Our best model for this is China. You really want a region-wide empire to break up and for successors with overlapping territory to claim to be the reformed empire. This sort of happened but the HRE never quite did the same as its Chinese counterparts.


Perhaps if you get the Romans to last longer and to expand to the Oder as Germany gets deforested. The Latin speaking area then covers what will become Europe's agricultural core. Then have a successor state with similar territory to the Carolingians to hold together and make a genuine second Roman Empire. They could then expand civilization and vulgar Latin out into Eastern Europe.

@Socrates makes the crucial point that an empire doesn't become a nation overnight as well. But I'd argue the chinese case is an exception, because of an interplay of its long-term history - the 1911 revolutionaries inherited a country that had been , on paper at least, united around a single cultural model since the Song at least, with no alternative cultural model for the elites - and of the particular flavour of Chinese nationalism - which developed both in the empire and against the empire in the sense that radical nationalists advocated for the ousting of the "foreign" Manchus. So if we want to reenact a similar process in Europe, we need either to suppress the cultural diversity of Europe from the high middle ages onwards, at least within the empire - good luck - , or to build an empire that is not only extensive but extremely long-lived, or to bring it into a particular situation of domination by a "foreign elite". When I say "or", I mean all these changes combined are probably necessary. Overall, when you add up all the changes needed to make Europe follow the same route as China, you end up with something that doesn't look like Europe at all.

Imho, while we can wank States in the premodern era a bit (as long as they stay under the "empire" threshold and stay compact & centralised enough that they can transition into modern States), the easiest way is to act upon the early stages of the formation of modern States & Nations in the late XVIIIth - XIXth centuries, while national identities were still fluid. I think France is our best bet, for a number of reasons: it is already a rather large nation, it has historically had a rather open conception of citizenship (in 1800 or 1900, it was way easier to become - nominally - French than German), and it underwent a period of expansion just at the point when it transition into moden State- and nationhood.
Let's say France has a slightly better early modern era, taking bits of Catalonia or the Rhineland in the XVIIth century for instance, and then the Revolution succeeds in keeping hold of the left bank of the Rhine. Since the Revolutionaries' conception of nationhood at this point was still based on citizenship and german nationalism wasn't whipped up yet, I suppose all those people in Catalonia, Belgium and the Rhine will assimilate.
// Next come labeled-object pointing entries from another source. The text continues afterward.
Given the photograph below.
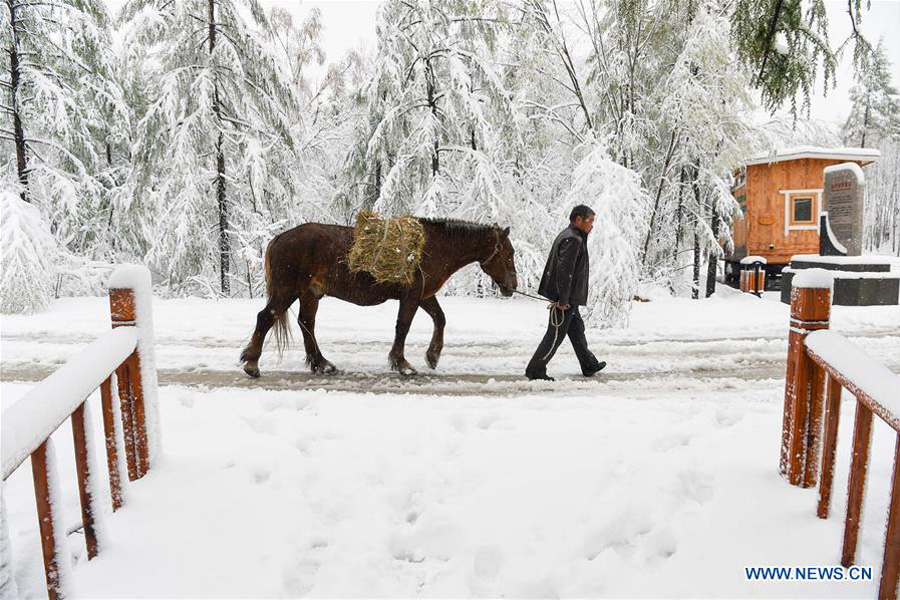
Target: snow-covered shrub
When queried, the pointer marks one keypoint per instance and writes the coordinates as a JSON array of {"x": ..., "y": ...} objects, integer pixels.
[
  {"x": 622, "y": 208},
  {"x": 27, "y": 255}
]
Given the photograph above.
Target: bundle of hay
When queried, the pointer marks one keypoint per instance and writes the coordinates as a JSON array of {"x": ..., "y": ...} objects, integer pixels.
[{"x": 388, "y": 249}]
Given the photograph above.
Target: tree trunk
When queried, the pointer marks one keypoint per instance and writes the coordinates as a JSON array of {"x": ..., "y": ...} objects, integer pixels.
[
  {"x": 432, "y": 104},
  {"x": 679, "y": 224},
  {"x": 659, "y": 189},
  {"x": 695, "y": 280},
  {"x": 713, "y": 256},
  {"x": 770, "y": 35},
  {"x": 865, "y": 124},
  {"x": 18, "y": 130},
  {"x": 695, "y": 287},
  {"x": 221, "y": 198}
]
We end up with more or less a hundred millions French people today, which isn't that bad. I'd like to see the repartitions of seats in the EP with the French making up 1/4th of the EU's population.

There are also some more wildcards scenarii. First, there's the western Slavs option, but I wouldn't put my money on it since the unsuitability of the PLC for transitioning into a modern State and united nation makes it necessary to rewrite the entire history of the region from at least 1400 onwards. Probably earlier, since the Lithuanians had a well-established State and identity by then.
Second, you can "cheat" by toying with demography. If you delay the french demographic transition, or if you decrease the population of some parts of the continent as some have suggested, you end up with different results. I think you can integrate demographic variables in a AH scenario, but I find purely demographic scenarii arbitrary.
Third, you can envision a degree of successful colonial assimilation. I'm just mentioning it, since the odds of it succeeding are at least as low as in the other imperial cases, and this is not what the OP had in mind.
 
Maybe,

A) Keep Olaf II of Denmark alive and have him be competent.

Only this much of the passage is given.